How do tool rules work?

Tool rules constrain agent behavior by defining execution order:

  • TerminalToolRule -- Ends agent execution when called (works with all models)
  • InitToolRule -- Must be called first (requires structured outputs support)
  • ToolRule -- Defines which tools must follow a given tool

Can I use MCP tools with Letta?

Yes. Letta supports MCP (Model Context Protocol) tools through the run_code_with_tools feature, allowing agents to invoke tools from external MCP servers.

How do I schedule agents?

Letta supports scheduled agent execution. See the Scheduling documentation for details on configuring periodic agent runs, including sleep-time agents that process memory on a schedule.

Deployment

How do I self-host Letta?

Run letta server to start a local Letta server. For production deployments, use Docker with letta/letta-server. Be sure to sandbox code execution and set a server password.
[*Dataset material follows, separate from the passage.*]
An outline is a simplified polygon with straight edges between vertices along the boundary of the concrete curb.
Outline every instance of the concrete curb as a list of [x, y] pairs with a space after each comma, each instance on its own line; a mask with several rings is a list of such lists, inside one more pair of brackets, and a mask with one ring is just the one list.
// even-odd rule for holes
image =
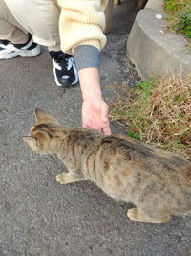
[[[156, 18], [162, 14], [162, 19]], [[142, 80], [169, 74], [191, 74], [191, 43], [166, 32], [162, 1], [148, 1], [138, 12], [127, 40], [127, 55]]]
Can I use Letta with remote environments?

Yes. Running letta server on any machine establishes a WebSocket connection, allowing you to interact with agents via chat.letta.com while they execute on your local machine or server.

How does Letta handle database migrations?

Automated database migrations via alembic are included since v0.5.0, enabling schema changes without manual intervention.

Benchmarks and Evaluation

What is Context-Bench?

An open-source benchmark evaluating how well LLMs perform agentic context engineering -- multi-step information retrieval using file operations. Live leaderboard at leaderboard.letta.com.

What is Terminal-Bench?

A benchmark featuring 100+ terminal tasks (kernel compilation, ML training, server configuration). Letta Code achieved the #1 open-source score.

How do I evaluate my agents?

Use Letta Evals, an open-source framework with datasets (JSONL), targets (Agent Files), graders (string match to LLM-as-judge), and gates (pass/fail thresholds). Integrates with CI/CD via GitHub workflows.